Peanut-Free Lunch Ideas


By Kyrie Collins, Macaroni Kid Publisher for Highlands Ranch-Parker-Castle Rock, CO October 22, 2013
For reasons that aren't entirely clear, peanut allergies seem to be on the rise, both in frequency and severity. As a result, many schools have instituted peanut-free food policies. Parents have relied for decades on the old standby of a peanut butter and jelly sandwich. What else can fill the lunchbox and provide enough protein to get kids through the day? Our awesome readers gave us a whole host of ideas.

Remember that meats, cheeses, and eggs should be kept at 40รขโ€žโ€ฐ or below so use insulated lunch boxes and ice packs on top of and underneath the container holding these items. Refrigerate and pack as many other cold foods as possible, even things that don't require refrigeration, like applesauce cups. The more cold items you have in the lunchbox, the longer it will stay at an ideal temperature.

1.) If tree nuts are permitted, use almond butter or cashew butter as a peanut butter replacement. If tree nuts aren't allowed either, try a nut alternative like sunflower butter or WOWBUTTER (soy). Or, give spreadable cream cheese and jelly sandwiches a whirl.

2.) Hummus makes a complete protein because it combines legumes (chickpeas) with nuts and seeds (tahini). Choose from a wide variety of store brands and flavors or make your own ... it's easier than you might think! Spread some onto a whole-grain tortilla and roll it up, or pack some crackers and fresh veggies for dipping.

3.) Combine black beans (drained), brown rice (cooked), mild salsa, and shredded cheese. Roll up in a whole-grain tortilla, folding in all sides to make a burrito, or serve with tortilla chips.

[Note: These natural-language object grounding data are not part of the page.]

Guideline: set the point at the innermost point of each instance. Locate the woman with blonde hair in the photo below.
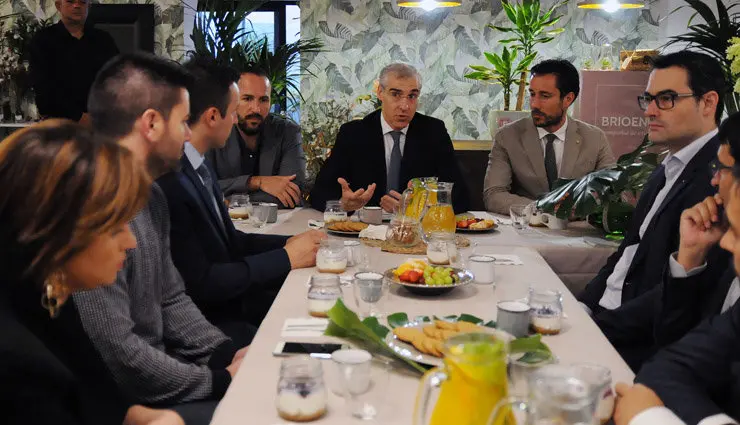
(65, 201)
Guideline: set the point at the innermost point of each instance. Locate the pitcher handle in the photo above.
(501, 414)
(429, 383)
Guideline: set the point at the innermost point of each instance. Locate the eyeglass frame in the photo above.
(650, 98)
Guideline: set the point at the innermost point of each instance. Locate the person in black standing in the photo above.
(64, 59)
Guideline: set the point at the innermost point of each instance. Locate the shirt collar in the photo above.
(387, 127)
(192, 154)
(689, 151)
(560, 133)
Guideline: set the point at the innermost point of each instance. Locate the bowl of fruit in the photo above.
(422, 278)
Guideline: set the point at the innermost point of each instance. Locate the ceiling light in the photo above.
(429, 4)
(610, 5)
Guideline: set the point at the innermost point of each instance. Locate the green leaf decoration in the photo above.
(397, 319)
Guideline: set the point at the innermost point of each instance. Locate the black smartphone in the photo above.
(322, 351)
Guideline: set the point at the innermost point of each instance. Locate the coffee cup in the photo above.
(371, 215)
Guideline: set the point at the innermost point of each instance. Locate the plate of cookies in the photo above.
(346, 228)
(423, 342)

4.) Chobani Champions Greek Yogurt Tubes have 5 grams of protein with no artificial colors, sweeteners, or preservatives. Store them in your freezer and pack them in the lunchbox in the morning. They'll be thawed but still cold by lunchtime.

5.) Frozen grilled or breaded fully-cooked chicken strips will also be thawed and ready to eat by lunchtime.

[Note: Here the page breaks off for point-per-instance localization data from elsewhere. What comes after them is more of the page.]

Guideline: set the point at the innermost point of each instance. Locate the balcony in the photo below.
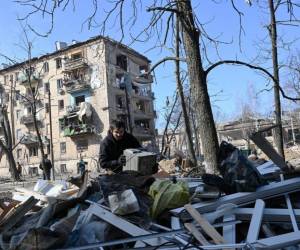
(24, 78)
(26, 98)
(143, 78)
(73, 64)
(28, 119)
(72, 109)
(79, 129)
(30, 139)
(76, 85)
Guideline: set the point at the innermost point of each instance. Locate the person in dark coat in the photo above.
(47, 168)
(111, 148)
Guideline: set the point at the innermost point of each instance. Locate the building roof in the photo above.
(76, 45)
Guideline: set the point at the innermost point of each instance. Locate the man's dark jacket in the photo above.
(111, 150)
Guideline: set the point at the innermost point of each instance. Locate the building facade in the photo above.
(91, 83)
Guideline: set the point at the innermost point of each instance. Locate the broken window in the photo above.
(63, 148)
(61, 104)
(18, 97)
(19, 134)
(33, 151)
(18, 114)
(47, 107)
(63, 168)
(122, 62)
(61, 123)
(76, 56)
(46, 67)
(19, 153)
(82, 145)
(79, 99)
(58, 63)
(120, 102)
(143, 69)
(46, 87)
(140, 106)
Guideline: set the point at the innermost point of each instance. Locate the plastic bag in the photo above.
(168, 195)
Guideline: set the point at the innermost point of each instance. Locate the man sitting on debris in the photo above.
(81, 165)
(111, 148)
(46, 168)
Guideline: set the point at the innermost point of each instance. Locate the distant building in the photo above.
(87, 81)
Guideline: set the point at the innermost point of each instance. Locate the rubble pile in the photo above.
(246, 207)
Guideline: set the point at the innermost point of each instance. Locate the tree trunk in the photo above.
(7, 147)
(190, 145)
(166, 127)
(198, 82)
(278, 136)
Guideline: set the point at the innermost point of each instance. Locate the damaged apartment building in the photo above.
(91, 83)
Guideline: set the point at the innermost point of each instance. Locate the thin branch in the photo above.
(236, 62)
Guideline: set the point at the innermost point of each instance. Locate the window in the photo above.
(29, 111)
(122, 62)
(76, 56)
(58, 63)
(19, 153)
(61, 123)
(59, 84)
(6, 79)
(18, 114)
(33, 151)
(46, 87)
(82, 145)
(120, 102)
(63, 148)
(79, 99)
(47, 129)
(47, 107)
(18, 96)
(63, 168)
(61, 104)
(19, 134)
(46, 67)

6.) For a freezer-to-lunchbox sandwich, spread a little flavored cream cheese or butter on the inside of a whole-wheat hot dog bun or sandwich roll. Add some deli-sliced ham. Wrap the sandwich in plastic wrap or aluminum foil and store in the freezer.

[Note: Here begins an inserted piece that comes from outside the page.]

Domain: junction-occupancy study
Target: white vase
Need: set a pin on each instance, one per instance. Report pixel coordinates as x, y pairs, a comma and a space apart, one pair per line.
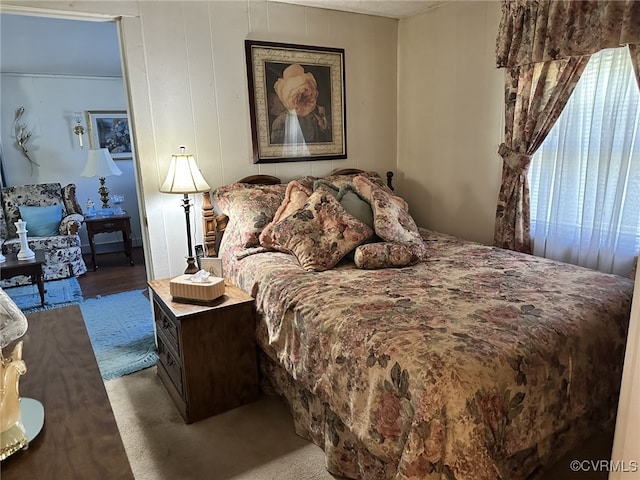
25, 252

7.) Cook and slice brats or sausage (preferably nitrate-free). Skewer them with cubes of cheese and fruit like pineapple chunks or whole berries.

8.) Fill a pita pocket with lunchmeat and cheese. It will be easy for little hands to hold.

9.) This recipe for Cheesy Chicken Rollups is a recently discovered lunchbox favorite and has veggies, dairy, protein, and whole grain!

10.) Cottage cheese with fresh fruit or a little bit of preserves stirred into it is high in protein. I've heard there are even people who like the taste of plain cottage cheese! I don't know any, but I've heard they are out there somewhere.

11.) Decorated hard-boiled eggs aren't just for Easter! Use food coloring in water to dye them year round and serve them with crackers, baby carrots, and fruit. What kid wouldn't get excited to find purple and yellow eggs for lunch? Show your child how to roll the egg on the table to crack the shell and make them easier to peel. Or crack the egg (but don't peel) before you dye them to make Crackled Eggs. Peel them in the morning before packing the lunch.

12.) Let the drink fulfill the protein part of the lunch. An 8-ounce Horizon Organic Lowfat Milk Box has 8 grams of protein, is shelf-stable, and now has 32mg DHA Omega-3. It is available in chocolate, vanilla, strawberry, or plain (but only the chocolate and vanilla have the added DHA Omega-3). Fill the rest of the lunchbox with finger foods and a treat.

13.) Soup is perfect for the cold winter months! Make some for dinner and then send the leftovers to school. Foogo makes a leak-proof, BPA-free, 10-ounce thermos that promises to keep food warm for up to five hours. We haven't tried it yet (it hasn't been cold enough) but it looks promising from the customer reviews.